Manifest has an intriguing premise – a passenger plane full of people simply vanishes, and turns up several years later, but to the people on the plane itself, no additional time has passed at all. Now they must deal with not only the attention they get as a result of their unique circumstances, but piece together lives that the rest of the world had assumed had ended. That means that those who were ‘left behind’ have often moved on, personally and professionally, and wisely, it’s this sort of thing that the show chooses to mostly dwell on.
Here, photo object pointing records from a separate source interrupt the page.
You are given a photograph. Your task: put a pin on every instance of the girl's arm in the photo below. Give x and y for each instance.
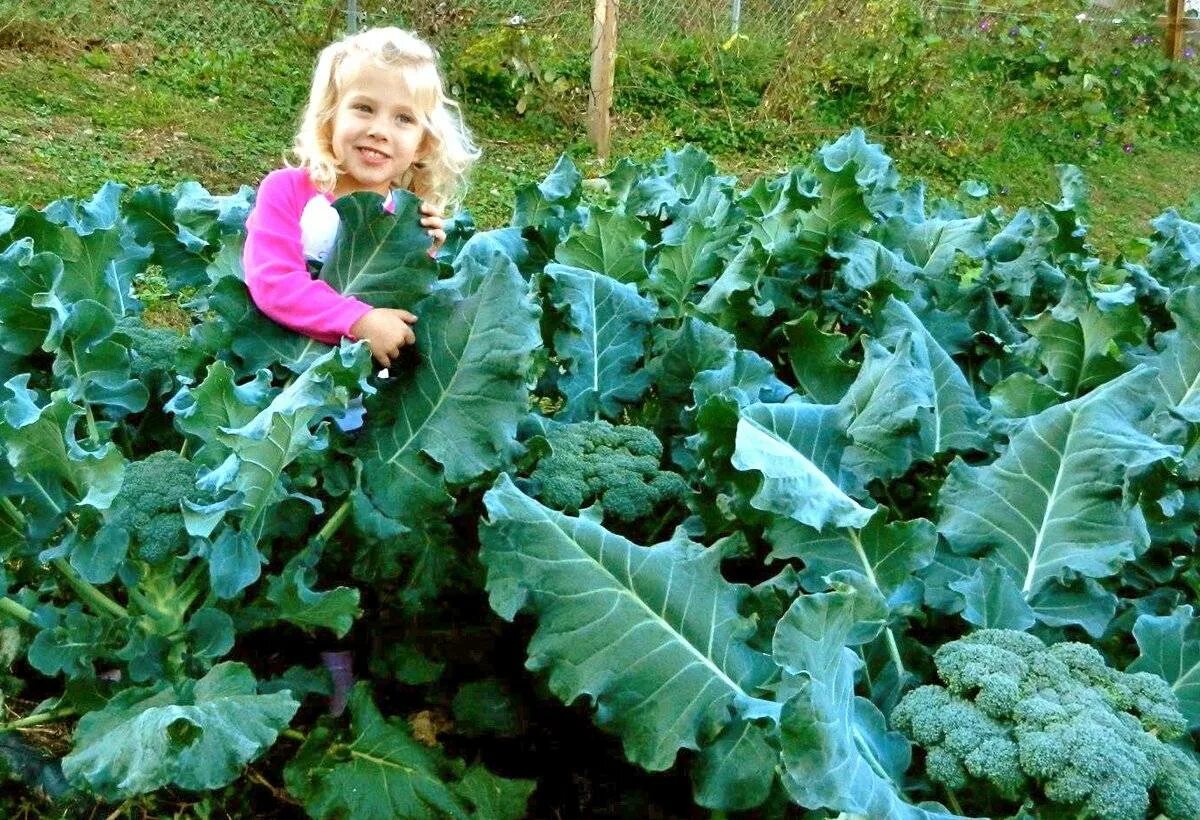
(276, 273)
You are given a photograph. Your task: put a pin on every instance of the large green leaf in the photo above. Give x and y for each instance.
(798, 448)
(600, 341)
(42, 448)
(607, 243)
(1053, 502)
(454, 417)
(837, 752)
(23, 274)
(1170, 647)
(1179, 361)
(888, 554)
(891, 406)
(653, 634)
(197, 735)
(955, 423)
(382, 773)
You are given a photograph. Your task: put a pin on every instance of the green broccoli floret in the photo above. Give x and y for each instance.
(1014, 711)
(617, 466)
(154, 353)
(148, 506)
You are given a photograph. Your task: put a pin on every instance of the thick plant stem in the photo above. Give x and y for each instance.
(89, 594)
(15, 610)
(953, 801)
(40, 718)
(17, 516)
(334, 522)
(893, 648)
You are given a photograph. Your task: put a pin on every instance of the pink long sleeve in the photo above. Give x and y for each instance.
(274, 262)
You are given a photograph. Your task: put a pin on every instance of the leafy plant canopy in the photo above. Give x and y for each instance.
(753, 470)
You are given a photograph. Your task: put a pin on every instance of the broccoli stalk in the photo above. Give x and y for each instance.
(1014, 712)
(616, 466)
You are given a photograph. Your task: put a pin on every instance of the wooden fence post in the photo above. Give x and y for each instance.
(604, 59)
(1173, 41)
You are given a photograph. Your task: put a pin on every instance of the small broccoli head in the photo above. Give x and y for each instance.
(1014, 710)
(148, 506)
(154, 353)
(615, 465)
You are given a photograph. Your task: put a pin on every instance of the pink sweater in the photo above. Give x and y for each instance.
(274, 261)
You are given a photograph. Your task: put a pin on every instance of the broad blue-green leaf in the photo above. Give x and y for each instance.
(261, 449)
(599, 342)
(679, 269)
(857, 180)
(888, 554)
(298, 603)
(1174, 257)
(219, 403)
(816, 359)
(736, 771)
(23, 274)
(1170, 647)
(1017, 256)
(678, 668)
(831, 744)
(495, 797)
(933, 241)
(151, 215)
(197, 735)
(552, 204)
(1179, 361)
(957, 412)
(683, 353)
(1054, 500)
(1083, 602)
(609, 243)
(798, 449)
(891, 403)
(381, 773)
(994, 599)
(41, 447)
(69, 641)
(865, 263)
(1079, 346)
(454, 417)
(749, 378)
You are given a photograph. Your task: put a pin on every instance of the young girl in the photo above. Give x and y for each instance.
(377, 118)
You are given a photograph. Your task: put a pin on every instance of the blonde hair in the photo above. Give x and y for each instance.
(439, 173)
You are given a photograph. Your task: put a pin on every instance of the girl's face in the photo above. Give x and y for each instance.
(377, 135)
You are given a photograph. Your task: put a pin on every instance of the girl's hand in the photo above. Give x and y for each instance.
(433, 225)
(385, 330)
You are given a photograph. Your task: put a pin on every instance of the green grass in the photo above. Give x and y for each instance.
(105, 90)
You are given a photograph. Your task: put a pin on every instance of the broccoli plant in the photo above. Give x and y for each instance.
(148, 508)
(1015, 713)
(617, 466)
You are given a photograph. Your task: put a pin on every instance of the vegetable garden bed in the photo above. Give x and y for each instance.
(736, 462)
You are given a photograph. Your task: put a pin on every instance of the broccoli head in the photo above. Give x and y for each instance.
(615, 465)
(154, 353)
(148, 506)
(1013, 711)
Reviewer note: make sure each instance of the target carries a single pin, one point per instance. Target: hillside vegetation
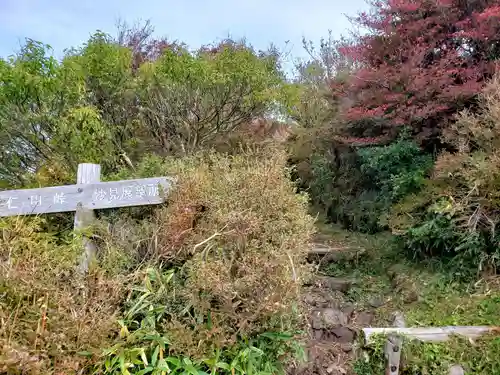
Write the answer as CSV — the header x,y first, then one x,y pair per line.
x,y
393,134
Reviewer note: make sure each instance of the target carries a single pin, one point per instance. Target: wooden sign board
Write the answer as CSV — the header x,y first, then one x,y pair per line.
x,y
87,196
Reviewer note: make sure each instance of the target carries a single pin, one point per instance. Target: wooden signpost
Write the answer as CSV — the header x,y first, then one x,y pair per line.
x,y
87,195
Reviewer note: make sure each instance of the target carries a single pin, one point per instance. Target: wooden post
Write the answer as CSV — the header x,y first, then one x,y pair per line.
x,y
84,217
393,347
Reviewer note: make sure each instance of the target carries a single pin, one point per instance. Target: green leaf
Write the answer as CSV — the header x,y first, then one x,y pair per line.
x,y
154,357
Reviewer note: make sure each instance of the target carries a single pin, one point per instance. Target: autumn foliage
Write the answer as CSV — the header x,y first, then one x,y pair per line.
x,y
421,62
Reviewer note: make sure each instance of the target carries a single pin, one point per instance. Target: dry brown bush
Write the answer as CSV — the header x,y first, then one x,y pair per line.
x,y
45,318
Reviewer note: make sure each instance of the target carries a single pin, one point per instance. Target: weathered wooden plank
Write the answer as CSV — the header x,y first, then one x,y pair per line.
x,y
431,334
94,196
393,347
84,217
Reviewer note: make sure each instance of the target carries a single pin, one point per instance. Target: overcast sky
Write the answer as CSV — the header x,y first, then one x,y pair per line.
x,y
68,23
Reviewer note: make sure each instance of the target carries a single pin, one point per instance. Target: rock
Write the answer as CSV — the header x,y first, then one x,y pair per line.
x,y
364,318
335,369
346,347
411,296
343,335
317,334
327,318
335,283
376,301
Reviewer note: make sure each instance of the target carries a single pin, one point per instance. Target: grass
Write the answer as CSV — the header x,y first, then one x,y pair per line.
x,y
428,295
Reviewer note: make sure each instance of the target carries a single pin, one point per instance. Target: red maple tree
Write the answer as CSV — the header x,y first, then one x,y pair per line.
x,y
422,60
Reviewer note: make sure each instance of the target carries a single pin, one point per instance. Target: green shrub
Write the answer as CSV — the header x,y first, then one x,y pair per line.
x,y
209,281
455,218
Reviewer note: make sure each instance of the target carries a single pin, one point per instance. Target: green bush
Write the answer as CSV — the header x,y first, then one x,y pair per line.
x,y
357,187
209,281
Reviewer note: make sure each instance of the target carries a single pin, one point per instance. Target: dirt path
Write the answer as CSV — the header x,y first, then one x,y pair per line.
x,y
338,305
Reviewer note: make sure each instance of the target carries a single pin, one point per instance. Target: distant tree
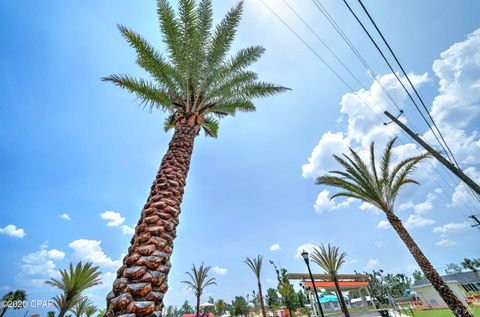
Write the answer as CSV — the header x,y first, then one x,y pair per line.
x,y
198,281
418,275
330,260
239,306
72,283
453,268
90,310
471,264
255,265
14,296
220,307
80,307
186,308
272,298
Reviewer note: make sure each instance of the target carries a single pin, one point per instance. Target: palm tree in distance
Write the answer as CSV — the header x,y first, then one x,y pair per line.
x,y
380,186
72,283
330,260
81,306
90,310
196,83
256,266
198,281
13,296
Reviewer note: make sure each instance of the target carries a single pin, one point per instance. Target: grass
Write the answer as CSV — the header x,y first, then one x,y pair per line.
x,y
441,312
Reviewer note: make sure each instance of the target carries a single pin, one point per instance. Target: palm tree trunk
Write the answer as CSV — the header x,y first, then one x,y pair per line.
x,y
457,307
142,280
340,297
260,294
198,306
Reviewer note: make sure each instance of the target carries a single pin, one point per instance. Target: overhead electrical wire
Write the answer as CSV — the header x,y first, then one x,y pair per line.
x,y
335,72
398,78
408,79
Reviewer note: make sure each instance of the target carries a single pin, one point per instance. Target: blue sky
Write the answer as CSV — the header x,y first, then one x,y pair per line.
x,y
71,144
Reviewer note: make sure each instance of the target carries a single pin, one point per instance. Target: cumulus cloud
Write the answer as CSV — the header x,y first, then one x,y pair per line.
x,y
445,243
13,231
128,230
275,247
372,264
450,227
383,224
65,217
113,218
39,266
91,251
219,270
309,247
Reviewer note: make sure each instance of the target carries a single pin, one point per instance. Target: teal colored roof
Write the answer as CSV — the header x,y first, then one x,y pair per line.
x,y
328,298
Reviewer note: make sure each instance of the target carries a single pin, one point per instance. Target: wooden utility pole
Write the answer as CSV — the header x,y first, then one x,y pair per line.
x,y
467,180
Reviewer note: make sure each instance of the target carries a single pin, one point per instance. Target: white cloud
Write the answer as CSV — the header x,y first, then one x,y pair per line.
x,y
449,227
321,159
13,231
372,264
383,224
418,221
65,217
445,243
114,218
309,247
406,206
275,247
128,230
39,266
91,251
220,270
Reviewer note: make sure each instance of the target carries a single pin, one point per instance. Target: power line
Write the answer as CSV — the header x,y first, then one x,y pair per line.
x,y
408,79
339,77
396,76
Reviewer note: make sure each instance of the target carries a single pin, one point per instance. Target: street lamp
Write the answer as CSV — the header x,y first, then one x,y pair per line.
x,y
307,262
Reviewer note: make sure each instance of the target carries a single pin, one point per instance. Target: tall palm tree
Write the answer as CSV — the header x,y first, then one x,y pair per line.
x,y
13,296
91,310
256,266
72,283
380,186
198,281
330,260
196,83
81,306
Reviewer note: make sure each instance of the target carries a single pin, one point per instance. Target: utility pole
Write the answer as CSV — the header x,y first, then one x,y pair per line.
x,y
475,218
467,180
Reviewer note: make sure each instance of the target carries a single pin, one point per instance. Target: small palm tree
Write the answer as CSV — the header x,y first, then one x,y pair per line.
x,y
198,281
14,296
72,283
91,310
256,266
195,83
380,186
330,260
80,307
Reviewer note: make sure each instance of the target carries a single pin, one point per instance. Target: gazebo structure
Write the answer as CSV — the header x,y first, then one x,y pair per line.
x,y
324,283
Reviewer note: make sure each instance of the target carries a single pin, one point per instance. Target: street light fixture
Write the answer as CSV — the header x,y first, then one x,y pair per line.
x,y
307,262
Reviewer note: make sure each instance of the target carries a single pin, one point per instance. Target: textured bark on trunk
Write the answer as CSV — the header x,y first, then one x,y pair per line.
x,y
457,307
260,294
142,280
341,299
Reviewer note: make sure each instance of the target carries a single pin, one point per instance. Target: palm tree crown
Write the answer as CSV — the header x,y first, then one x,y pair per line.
x,y
197,82
199,279
379,187
329,259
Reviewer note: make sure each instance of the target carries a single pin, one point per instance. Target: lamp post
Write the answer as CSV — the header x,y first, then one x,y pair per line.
x,y
307,262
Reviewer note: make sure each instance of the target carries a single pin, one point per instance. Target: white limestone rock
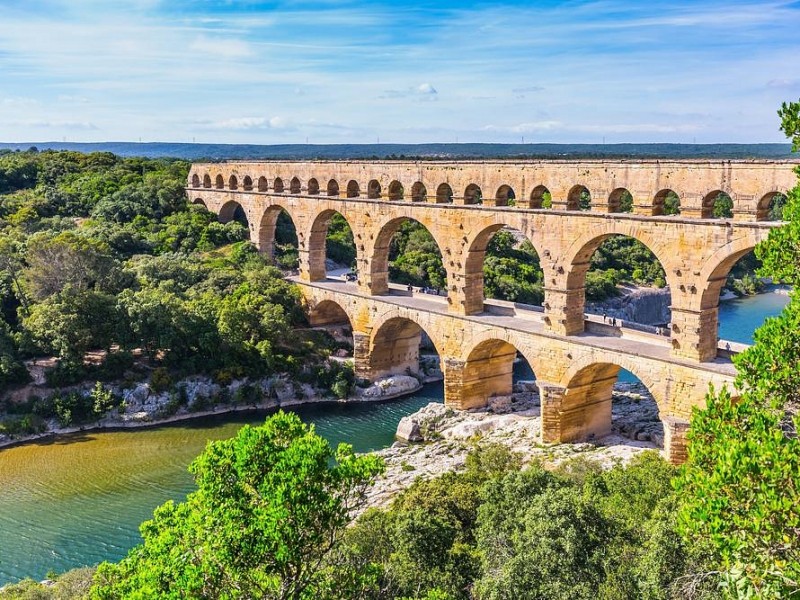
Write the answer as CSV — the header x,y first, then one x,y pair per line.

Seen mainly through the eyes of two of the passengers – brother and sister Michaela and Ben – the show addresses the struggles of each in their reintegration to the world in terms of repairing their personal relationships, from Michaela’s fiancée to Ben’s daughter. There’s a lot to unpack just in that, but then the show decides to add an additional supernatural element – Ben and Michaela haven’t come back into the world unchanged, and what they’ve brought with them is not something that is easily explained or understood. Meanwhile, the authorities conduct predictably intense tests on the plane and everything that was on it, with no real results.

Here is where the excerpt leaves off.